Optimization of Potent and Selective Ataxia Telangiectasia-Mutated Inhibitors Suitable for a Proof-of-Concept Study in Huntington's Disease Models

  • J Med Chem. 2019 Mar 28;62(6):2988-3008. doi: 10.1021/acs.jmedchem.8b01819.
Leticia Toledo-Sherman  1 Perla Breccia  2 Roger Cachope  1 Jennifer R Bate  2 Ivan Angulo-Herrera  2 Grant Wishart  2 Kim L Matthews  2 Sarah L Martin  2 Helen C Cox  2 George McAllister  1 Stephen D Penrose  2 Huw Vater  2 William Esmieu  2 Amanda Van de Poël  2 Rhea Van de Bospoort  3 Annelieke Strijbosch  3 Marieke Lamers  2 Philip Leonard  2 Rebecca E Jarvis  2 Wesley Blackaby  2 Karen Barnes  2 Maria Eznarriaga  2 Simon Dowler  2 Graham D Smith  2 David F Fischer  2 Ovadia Lazari  2 Dawn Yates  2 Mark Rose  1 Sung-Wook Jang  1 Ignacio Muñoz-Sanjuan  1 Celia Dominguez  1
Affiliations
  • 1. CHDI Management/CHDI Foundation , 6080 Center Drive , Los Angeles , California 90045 , United States.
  • 2. Charles River , Chesterford Research Park , Saffron Walden CB10 1XL , U.K.

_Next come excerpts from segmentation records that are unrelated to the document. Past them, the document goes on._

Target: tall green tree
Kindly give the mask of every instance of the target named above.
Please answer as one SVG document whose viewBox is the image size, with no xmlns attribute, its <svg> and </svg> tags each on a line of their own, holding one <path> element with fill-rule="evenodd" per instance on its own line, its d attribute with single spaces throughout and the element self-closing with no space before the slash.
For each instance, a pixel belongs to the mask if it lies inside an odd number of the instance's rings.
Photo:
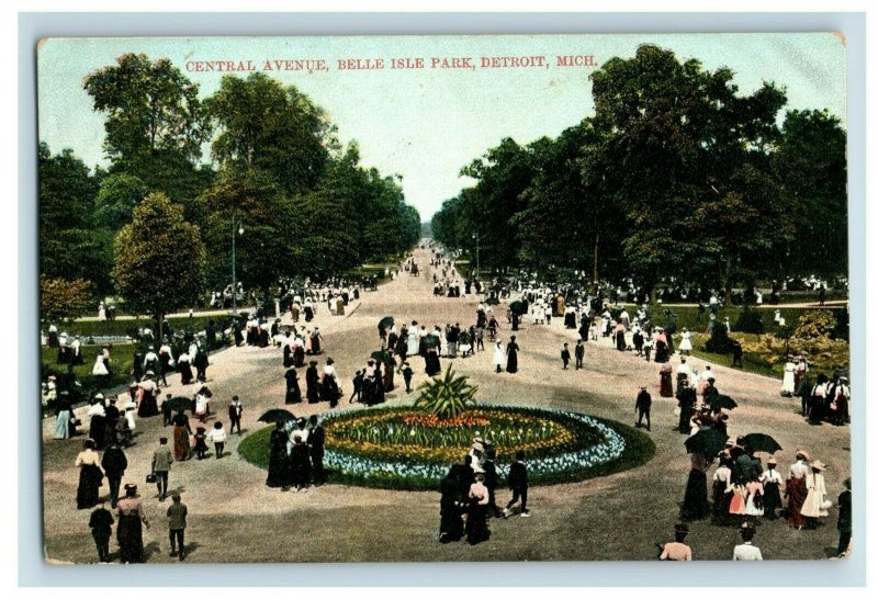
<svg viewBox="0 0 878 599">
<path fill-rule="evenodd" d="M 280 185 L 258 169 L 226 168 L 204 194 L 209 214 L 204 240 L 210 249 L 207 280 L 214 287 L 232 282 L 232 236 L 236 279 L 266 296 L 280 276 L 296 273 L 291 248 L 295 210 Z"/>
<path fill-rule="evenodd" d="M 294 86 L 261 72 L 228 75 L 205 108 L 217 127 L 212 151 L 219 165 L 261 169 L 289 194 L 316 189 L 335 129 Z"/>
<path fill-rule="evenodd" d="M 162 335 L 165 315 L 192 306 L 204 290 L 204 244 L 183 210 L 150 193 L 115 237 L 113 280 L 130 312 L 149 314 Z"/>
<path fill-rule="evenodd" d="M 596 122 L 609 134 L 606 152 L 615 166 L 607 171 L 608 188 L 631 224 L 623 248 L 632 270 L 653 285 L 703 261 L 706 244 L 721 246 L 712 268 L 728 267 L 723 283 L 731 293 L 736 257 L 752 240 L 718 237 L 709 227 L 693 226 L 691 215 L 717 196 L 758 211 L 741 189 L 742 174 L 763 167 L 766 148 L 777 138 L 783 90 L 764 83 L 742 95 L 730 69 L 708 71 L 698 60 L 680 63 L 652 45 L 638 48 L 633 58 L 608 60 L 590 78 Z M 757 214 L 770 219 L 777 213 Z"/>
<path fill-rule="evenodd" d="M 824 111 L 790 111 L 772 170 L 795 221 L 796 236 L 778 257 L 784 274 L 847 273 L 847 135 Z"/>
<path fill-rule="evenodd" d="M 149 192 L 137 177 L 117 173 L 101 181 L 94 200 L 94 219 L 100 226 L 113 230 L 131 223 L 134 208 Z"/>
<path fill-rule="evenodd" d="M 111 289 L 112 245 L 95 226 L 98 182 L 72 150 L 53 156 L 40 144 L 40 271 L 54 279 L 91 281 L 94 293 Z"/>
<path fill-rule="evenodd" d="M 104 150 L 117 161 L 169 150 L 189 160 L 201 157 L 210 124 L 201 110 L 199 87 L 167 58 L 123 54 L 114 66 L 86 77 L 94 110 L 106 113 Z"/>
</svg>

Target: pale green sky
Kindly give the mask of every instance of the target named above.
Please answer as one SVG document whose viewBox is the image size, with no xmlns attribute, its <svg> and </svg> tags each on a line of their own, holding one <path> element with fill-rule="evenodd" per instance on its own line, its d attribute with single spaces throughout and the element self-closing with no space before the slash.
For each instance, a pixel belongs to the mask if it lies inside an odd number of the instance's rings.
<svg viewBox="0 0 878 599">
<path fill-rule="evenodd" d="M 104 163 L 103 117 L 82 79 L 124 53 L 167 57 L 200 84 L 202 97 L 222 72 L 188 72 L 189 60 L 325 59 L 328 71 L 271 71 L 326 110 L 342 143 L 357 139 L 362 163 L 403 176 L 406 200 L 428 221 L 472 183 L 460 168 L 503 137 L 529 143 L 556 136 L 593 114 L 592 67 L 556 67 L 558 55 L 594 55 L 598 65 L 631 57 L 641 44 L 735 72 L 750 93 L 763 81 L 787 88 L 788 109 L 829 109 L 845 121 L 845 50 L 830 33 L 673 35 L 516 35 L 374 37 L 58 38 L 40 48 L 40 139 L 54 152 L 71 148 L 89 166 Z M 431 69 L 431 57 L 544 55 L 549 68 Z M 423 57 L 425 69 L 341 71 L 342 58 Z M 240 74 L 246 77 L 248 74 Z"/>
</svg>

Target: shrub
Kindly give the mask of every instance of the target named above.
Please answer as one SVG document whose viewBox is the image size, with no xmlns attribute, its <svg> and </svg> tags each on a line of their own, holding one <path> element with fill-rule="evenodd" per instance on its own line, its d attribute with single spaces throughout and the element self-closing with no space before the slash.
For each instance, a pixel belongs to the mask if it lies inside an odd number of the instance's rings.
<svg viewBox="0 0 878 599">
<path fill-rule="evenodd" d="M 439 418 L 457 418 L 465 408 L 475 405 L 477 389 L 479 387 L 470 384 L 466 376 L 455 375 L 449 364 L 444 376 L 420 384 L 420 395 L 415 400 L 415 407 Z"/>
<path fill-rule="evenodd" d="M 815 339 L 829 337 L 835 329 L 835 316 L 826 309 L 808 310 L 799 317 L 792 337 L 798 339 Z"/>
<path fill-rule="evenodd" d="M 710 327 L 710 339 L 705 343 L 705 349 L 710 353 L 732 352 L 732 340 L 729 339 L 729 331 L 723 323 L 713 321 Z"/>
<path fill-rule="evenodd" d="M 738 315 L 738 320 L 732 326 L 735 332 L 755 332 L 762 335 L 765 332 L 765 323 L 762 321 L 762 315 L 758 310 L 745 307 L 741 314 Z"/>
</svg>

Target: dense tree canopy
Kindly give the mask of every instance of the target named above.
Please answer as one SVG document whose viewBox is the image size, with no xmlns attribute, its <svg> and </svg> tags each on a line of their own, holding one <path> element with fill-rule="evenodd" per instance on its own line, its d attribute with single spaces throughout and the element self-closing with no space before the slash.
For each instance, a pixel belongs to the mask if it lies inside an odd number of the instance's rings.
<svg viewBox="0 0 878 599">
<path fill-rule="evenodd" d="M 279 278 L 395 259 L 419 238 L 401 179 L 360 165 L 356 142 L 342 150 L 293 86 L 227 76 L 201 98 L 168 59 L 125 54 L 83 88 L 105 115 L 110 163 L 90 172 L 72 150 L 40 147 L 41 272 L 64 300 L 46 314 L 113 292 L 153 316 L 189 307 L 232 282 L 233 231 L 237 278 L 263 295 Z M 213 163 L 199 163 L 209 142 Z"/>
<path fill-rule="evenodd" d="M 205 249 L 199 228 L 183 219 L 181 206 L 150 193 L 133 221 L 116 234 L 113 280 L 135 314 L 161 323 L 166 314 L 192 306 L 204 290 Z"/>
<path fill-rule="evenodd" d="M 743 94 L 733 76 L 652 45 L 611 58 L 590 77 L 594 116 L 555 139 L 504 139 L 464 167 L 476 183 L 443 204 L 434 235 L 472 253 L 480 233 L 483 264 L 646 287 L 676 278 L 730 293 L 757 278 L 844 274 L 838 120 L 781 114 L 783 88 Z"/>
<path fill-rule="evenodd" d="M 228 75 L 204 104 L 217 125 L 212 145 L 217 162 L 263 170 L 286 193 L 315 189 L 335 129 L 294 86 L 261 72 L 247 79 Z"/>
</svg>

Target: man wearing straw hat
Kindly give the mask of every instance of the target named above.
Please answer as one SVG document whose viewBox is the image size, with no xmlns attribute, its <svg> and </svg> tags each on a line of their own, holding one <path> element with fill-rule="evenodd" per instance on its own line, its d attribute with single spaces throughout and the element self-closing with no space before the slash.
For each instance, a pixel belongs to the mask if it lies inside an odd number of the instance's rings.
<svg viewBox="0 0 878 599">
<path fill-rule="evenodd" d="M 787 489 L 784 495 L 787 497 L 787 523 L 790 527 L 801 528 L 807 523 L 801 515 L 802 504 L 808 494 L 806 477 L 808 476 L 808 452 L 804 450 L 796 451 L 796 462 L 789 467 L 789 478 Z"/>
<path fill-rule="evenodd" d="M 674 542 L 658 545 L 662 547 L 662 554 L 658 556 L 658 560 L 671 562 L 691 562 L 693 550 L 689 547 L 689 545 L 684 543 L 687 534 L 689 534 L 688 525 L 684 523 L 676 524 L 674 527 Z"/>
</svg>

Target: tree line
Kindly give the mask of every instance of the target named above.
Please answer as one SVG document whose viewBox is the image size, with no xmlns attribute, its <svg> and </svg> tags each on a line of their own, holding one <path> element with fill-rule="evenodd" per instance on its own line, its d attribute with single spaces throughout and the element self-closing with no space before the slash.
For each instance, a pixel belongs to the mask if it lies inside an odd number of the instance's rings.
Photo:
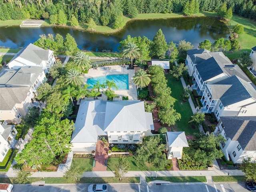
<svg viewBox="0 0 256 192">
<path fill-rule="evenodd" d="M 44 18 L 59 25 L 90 22 L 118 28 L 124 24 L 123 15 L 134 18 L 138 13 L 217 12 L 224 2 L 228 11 L 256 19 L 255 0 L 0 0 L 0 20 Z"/>
</svg>

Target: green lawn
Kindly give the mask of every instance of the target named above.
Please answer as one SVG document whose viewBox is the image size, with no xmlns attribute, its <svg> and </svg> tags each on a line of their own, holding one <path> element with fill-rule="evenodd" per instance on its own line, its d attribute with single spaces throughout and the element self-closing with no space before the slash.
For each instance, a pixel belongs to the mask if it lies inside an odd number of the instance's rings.
<svg viewBox="0 0 256 192">
<path fill-rule="evenodd" d="M 164 169 L 160 169 L 152 165 L 148 165 L 148 167 L 142 165 L 139 162 L 138 162 L 132 156 L 125 158 L 129 164 L 129 171 L 162 171 L 165 170 Z M 115 167 L 118 162 L 118 157 L 110 157 L 108 161 L 108 171 L 114 171 Z"/>
<path fill-rule="evenodd" d="M 146 177 L 146 182 L 156 180 L 168 181 L 172 183 L 202 183 L 207 181 L 204 176 L 190 176 L 186 177 Z"/>
<path fill-rule="evenodd" d="M 77 163 L 81 165 L 81 168 L 84 171 L 92 171 L 92 158 L 74 158 L 72 162 Z"/>
<path fill-rule="evenodd" d="M 229 22 L 230 27 L 232 29 L 238 24 L 243 25 L 244 30 L 243 33 L 238 35 L 241 49 L 234 53 L 224 53 L 230 59 L 239 58 L 243 51 L 247 51 L 250 54 L 251 48 L 256 45 L 256 22 L 233 15 Z"/>
<path fill-rule="evenodd" d="M 212 176 L 214 182 L 245 182 L 244 176 Z"/>
<path fill-rule="evenodd" d="M 190 117 L 193 112 L 188 102 L 182 102 L 180 98 L 180 94 L 183 90 L 183 87 L 180 80 L 176 81 L 176 79 L 169 74 L 165 75 L 167 80 L 167 85 L 171 88 L 171 95 L 177 100 L 174 103 L 174 108 L 181 115 L 181 119 L 176 122 L 175 131 L 185 131 L 187 135 L 191 135 L 193 133 L 199 132 L 198 129 L 192 129 L 188 124 Z"/>
</svg>

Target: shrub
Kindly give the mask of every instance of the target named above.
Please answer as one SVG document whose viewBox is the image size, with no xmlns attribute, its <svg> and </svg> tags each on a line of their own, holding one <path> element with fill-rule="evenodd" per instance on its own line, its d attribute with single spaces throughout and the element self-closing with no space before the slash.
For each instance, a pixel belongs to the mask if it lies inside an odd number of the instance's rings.
<svg viewBox="0 0 256 192">
<path fill-rule="evenodd" d="M 214 119 L 214 118 L 212 118 L 211 120 L 210 120 L 210 122 L 211 122 L 211 123 L 214 123 L 214 122 L 215 122 L 215 120 Z"/>
<path fill-rule="evenodd" d="M 157 131 L 161 134 L 166 134 L 166 132 L 168 131 L 168 130 L 166 127 L 161 127 L 159 128 Z"/>
</svg>

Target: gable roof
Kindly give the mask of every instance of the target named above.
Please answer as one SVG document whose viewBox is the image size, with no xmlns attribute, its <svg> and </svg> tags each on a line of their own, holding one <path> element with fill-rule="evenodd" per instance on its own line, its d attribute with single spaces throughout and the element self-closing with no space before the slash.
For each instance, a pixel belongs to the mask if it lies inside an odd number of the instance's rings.
<svg viewBox="0 0 256 192">
<path fill-rule="evenodd" d="M 33 85 L 43 71 L 42 67 L 36 66 L 22 67 L 17 70 L 4 69 L 0 74 L 0 84 Z"/>
<path fill-rule="evenodd" d="M 164 69 L 170 69 L 170 61 L 151 60 L 151 65 L 157 65 L 162 67 Z"/>
<path fill-rule="evenodd" d="M 185 132 L 166 132 L 167 140 L 170 147 L 188 147 L 188 141 Z"/>
<path fill-rule="evenodd" d="M 50 53 L 52 52 L 53 52 L 51 50 L 45 50 L 30 43 L 18 52 L 7 65 L 8 65 L 18 57 L 20 57 L 40 65 L 42 61 L 48 60 Z M 20 62 L 20 61 L 18 62 Z M 25 62 L 22 63 L 24 65 L 26 65 Z"/>
<path fill-rule="evenodd" d="M 71 142 L 96 142 L 108 131 L 147 131 L 154 130 L 153 125 L 143 102 L 82 100 Z"/>
<path fill-rule="evenodd" d="M 227 137 L 244 150 L 256 150 L 256 117 L 220 117 Z"/>
<path fill-rule="evenodd" d="M 0 110 L 11 110 L 28 96 L 30 87 L 0 87 Z"/>
<path fill-rule="evenodd" d="M 220 100 L 225 106 L 249 98 L 256 99 L 256 90 L 252 84 L 235 75 L 206 86 L 211 87 L 212 99 Z"/>
<path fill-rule="evenodd" d="M 210 51 L 204 49 L 194 49 L 188 50 L 187 54 L 194 64 L 198 64 L 211 57 Z"/>
</svg>

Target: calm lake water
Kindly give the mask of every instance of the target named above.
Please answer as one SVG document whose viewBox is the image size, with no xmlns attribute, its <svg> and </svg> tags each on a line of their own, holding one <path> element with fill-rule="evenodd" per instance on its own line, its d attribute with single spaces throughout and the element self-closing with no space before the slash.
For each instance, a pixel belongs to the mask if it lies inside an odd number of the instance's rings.
<svg viewBox="0 0 256 192">
<path fill-rule="evenodd" d="M 19 26 L 0 28 L 0 46 L 20 48 L 33 43 L 41 34 L 59 33 L 65 36 L 70 33 L 80 49 L 101 51 L 103 49 L 118 51 L 119 42 L 130 34 L 132 37 L 145 36 L 152 40 L 161 28 L 166 42 L 178 43 L 185 39 L 194 48 L 207 39 L 213 42 L 219 38 L 228 38 L 228 27 L 218 20 L 206 17 L 182 18 L 157 20 L 134 21 L 117 33 L 106 35 L 90 33 L 70 28 L 58 27 L 20 28 Z"/>
</svg>

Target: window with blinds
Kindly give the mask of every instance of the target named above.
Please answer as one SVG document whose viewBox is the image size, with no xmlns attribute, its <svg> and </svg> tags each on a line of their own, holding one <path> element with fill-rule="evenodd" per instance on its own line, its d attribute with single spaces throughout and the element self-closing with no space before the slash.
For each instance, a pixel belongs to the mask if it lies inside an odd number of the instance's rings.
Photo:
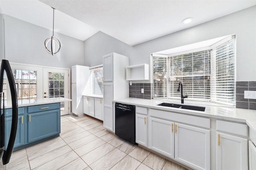
<svg viewBox="0 0 256 170">
<path fill-rule="evenodd" d="M 168 97 L 167 61 L 166 57 L 154 57 L 153 58 L 154 98 Z"/>
<path fill-rule="evenodd" d="M 206 50 L 169 58 L 169 97 L 180 97 L 177 90 L 182 82 L 184 94 L 210 100 L 210 50 Z"/>
<path fill-rule="evenodd" d="M 211 100 L 234 104 L 234 41 L 231 40 L 212 49 Z"/>
<path fill-rule="evenodd" d="M 190 100 L 234 105 L 233 38 L 202 51 L 168 57 L 153 55 L 154 98 L 180 98 L 177 90 L 182 82 L 183 94 Z"/>
</svg>

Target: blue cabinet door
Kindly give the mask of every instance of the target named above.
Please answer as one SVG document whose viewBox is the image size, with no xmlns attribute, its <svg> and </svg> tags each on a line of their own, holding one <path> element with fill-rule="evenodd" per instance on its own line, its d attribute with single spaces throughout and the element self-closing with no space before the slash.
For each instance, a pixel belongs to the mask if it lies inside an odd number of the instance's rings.
<svg viewBox="0 0 256 170">
<path fill-rule="evenodd" d="M 28 114 L 28 142 L 34 142 L 60 133 L 60 116 L 59 109 Z"/>
<path fill-rule="evenodd" d="M 18 118 L 17 132 L 14 147 L 19 147 L 24 144 L 24 116 L 19 116 Z M 12 117 L 5 119 L 5 147 L 8 145 L 12 126 Z"/>
</svg>

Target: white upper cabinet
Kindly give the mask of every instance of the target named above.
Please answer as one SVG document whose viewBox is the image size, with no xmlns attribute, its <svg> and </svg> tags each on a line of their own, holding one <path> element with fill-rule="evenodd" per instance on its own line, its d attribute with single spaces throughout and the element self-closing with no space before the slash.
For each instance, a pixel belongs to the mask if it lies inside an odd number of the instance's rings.
<svg viewBox="0 0 256 170">
<path fill-rule="evenodd" d="M 113 54 L 103 56 L 103 81 L 113 81 Z"/>
<path fill-rule="evenodd" d="M 149 80 L 148 64 L 135 65 L 126 67 L 127 80 Z"/>
</svg>

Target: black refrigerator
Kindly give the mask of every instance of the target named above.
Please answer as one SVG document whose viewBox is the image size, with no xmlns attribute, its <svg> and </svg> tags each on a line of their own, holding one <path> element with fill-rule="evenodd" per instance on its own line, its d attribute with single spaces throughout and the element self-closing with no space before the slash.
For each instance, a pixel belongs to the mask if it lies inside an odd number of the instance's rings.
<svg viewBox="0 0 256 170">
<path fill-rule="evenodd" d="M 12 126 L 10 139 L 8 143 L 5 143 L 5 119 L 4 119 L 4 96 L 3 93 L 4 79 L 8 79 L 12 97 Z M 18 100 L 15 82 L 12 74 L 12 69 L 8 60 L 2 60 L 0 69 L 0 161 L 2 161 L 3 165 L 8 163 L 14 145 L 18 123 Z"/>
</svg>

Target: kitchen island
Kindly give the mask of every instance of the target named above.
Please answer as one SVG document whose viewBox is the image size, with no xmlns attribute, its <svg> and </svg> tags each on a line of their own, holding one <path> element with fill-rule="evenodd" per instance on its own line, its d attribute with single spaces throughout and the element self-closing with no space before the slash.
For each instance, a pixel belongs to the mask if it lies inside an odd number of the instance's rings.
<svg viewBox="0 0 256 170">
<path fill-rule="evenodd" d="M 47 98 L 18 101 L 18 123 L 14 151 L 52 139 L 60 133 L 60 102 L 71 100 Z M 5 143 L 10 137 L 11 102 L 6 103 Z"/>
</svg>

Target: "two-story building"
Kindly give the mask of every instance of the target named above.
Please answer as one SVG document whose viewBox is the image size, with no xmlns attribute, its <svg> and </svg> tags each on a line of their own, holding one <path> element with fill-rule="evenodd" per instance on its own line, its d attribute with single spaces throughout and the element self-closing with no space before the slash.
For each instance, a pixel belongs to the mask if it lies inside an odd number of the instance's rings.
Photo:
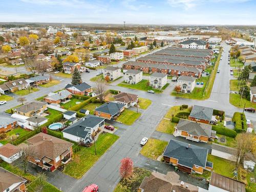
<svg viewBox="0 0 256 192">
<path fill-rule="evenodd" d="M 108 66 L 103 71 L 103 76 L 109 76 L 110 80 L 114 80 L 122 76 L 121 68 L 118 67 Z"/>
<path fill-rule="evenodd" d="M 130 69 L 124 72 L 124 81 L 129 84 L 137 84 L 142 80 L 142 71 Z"/>
<path fill-rule="evenodd" d="M 150 84 L 155 89 L 162 89 L 167 83 L 167 74 L 154 73 L 150 76 Z"/>
</svg>

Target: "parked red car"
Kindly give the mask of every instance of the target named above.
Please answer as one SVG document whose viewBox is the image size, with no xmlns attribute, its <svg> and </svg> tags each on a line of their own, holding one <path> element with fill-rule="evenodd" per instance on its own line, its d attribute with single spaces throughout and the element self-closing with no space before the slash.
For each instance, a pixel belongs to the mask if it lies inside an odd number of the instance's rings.
<svg viewBox="0 0 256 192">
<path fill-rule="evenodd" d="M 91 185 L 87 186 L 82 192 L 98 192 L 99 187 L 95 184 L 92 184 Z"/>
<path fill-rule="evenodd" d="M 106 130 L 109 130 L 110 131 L 114 131 L 114 130 L 115 130 L 115 127 L 114 127 L 114 126 L 111 125 L 105 125 L 104 128 L 105 128 Z"/>
<path fill-rule="evenodd" d="M 251 112 L 255 113 L 255 109 L 252 108 L 245 108 L 244 110 L 247 111 L 250 111 Z"/>
</svg>

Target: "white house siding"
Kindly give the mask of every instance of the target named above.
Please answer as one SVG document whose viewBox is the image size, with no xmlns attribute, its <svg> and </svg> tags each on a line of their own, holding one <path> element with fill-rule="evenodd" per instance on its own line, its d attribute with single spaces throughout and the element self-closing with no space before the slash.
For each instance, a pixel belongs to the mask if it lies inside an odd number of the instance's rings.
<svg viewBox="0 0 256 192">
<path fill-rule="evenodd" d="M 232 161 L 236 161 L 236 157 L 232 154 L 227 153 L 221 152 L 216 150 L 211 150 L 211 155 L 215 156 L 221 157 L 223 159 L 226 159 Z"/>
</svg>

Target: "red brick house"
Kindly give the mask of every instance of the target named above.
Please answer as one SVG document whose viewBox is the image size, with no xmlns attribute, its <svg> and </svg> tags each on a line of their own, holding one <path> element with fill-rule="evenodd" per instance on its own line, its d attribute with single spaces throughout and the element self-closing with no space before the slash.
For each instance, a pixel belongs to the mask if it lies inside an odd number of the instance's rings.
<svg viewBox="0 0 256 192">
<path fill-rule="evenodd" d="M 28 161 L 42 169 L 53 171 L 71 160 L 73 143 L 39 133 L 26 141 L 31 154 Z"/>
<path fill-rule="evenodd" d="M 123 51 L 124 57 L 132 57 L 135 54 L 135 50 L 133 49 L 127 49 Z"/>
<path fill-rule="evenodd" d="M 109 64 L 111 61 L 110 57 L 106 55 L 99 55 L 97 56 L 96 58 L 97 60 L 105 64 Z"/>
<path fill-rule="evenodd" d="M 65 89 L 74 95 L 90 96 L 93 92 L 92 87 L 84 82 L 76 85 L 68 84 Z"/>
</svg>

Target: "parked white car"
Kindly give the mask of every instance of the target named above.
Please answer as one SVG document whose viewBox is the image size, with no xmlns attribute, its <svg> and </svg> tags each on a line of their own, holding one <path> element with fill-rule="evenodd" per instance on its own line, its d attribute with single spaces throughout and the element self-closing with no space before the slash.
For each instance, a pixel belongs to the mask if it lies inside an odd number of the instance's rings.
<svg viewBox="0 0 256 192">
<path fill-rule="evenodd" d="M 147 139 L 146 137 L 143 137 L 143 138 L 141 139 L 141 141 L 140 141 L 140 144 L 141 145 L 145 145 L 145 144 L 146 144 L 146 142 L 147 142 L 148 140 L 148 139 Z"/>
</svg>

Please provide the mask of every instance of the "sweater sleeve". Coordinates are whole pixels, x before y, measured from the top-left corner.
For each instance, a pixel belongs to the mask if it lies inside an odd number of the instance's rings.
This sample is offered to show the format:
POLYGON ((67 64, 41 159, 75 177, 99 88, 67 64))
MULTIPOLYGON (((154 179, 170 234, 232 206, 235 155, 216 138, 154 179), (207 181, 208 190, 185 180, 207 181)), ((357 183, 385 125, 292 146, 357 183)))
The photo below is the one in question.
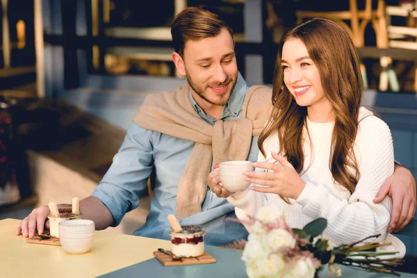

  • 3. Charles River , Leiden 2333 CR , Netherlands.
Abstract

Genetic and pharmacological evidence indicates that the reduction of ataxia telangiectasia-mutated (ATM) kinase activity can ameliorate mutant Huntingtin (mHTT) toxicity in cellular and animal models of Huntington's disease (HD), suggesting that selective inhibition of ATM could provide a novel clinical intervention to treat HD. Here, we describe the development and characterization of ATM Inhibitor molecules to enable in vivo proof-of-concept studies in HD animal models. Starting from previously reported ATM inhibitors, we aimed with few modifications to increase brain exposure by decreasing P-glycoprotein liability while maintaining potency and selectivity. Here, we report brain-penetrant ATM inhibitors that have robust pharmacodynamic (PD) effects consistent with ATM kinase inhibition in the mouse brain and an understandable pharmacokinetic/PD (PK/PD) relationship. Compound 17 engages ATM kinase and shows robust dose-dependent inhibition of X-ray irradiation-induced KAP1 phosphorylation in the mouse brain. Furthermore, compound 17 protects against mHTT (Q73)-induced cytotoxicity in a cortical-striatal cell model of HD.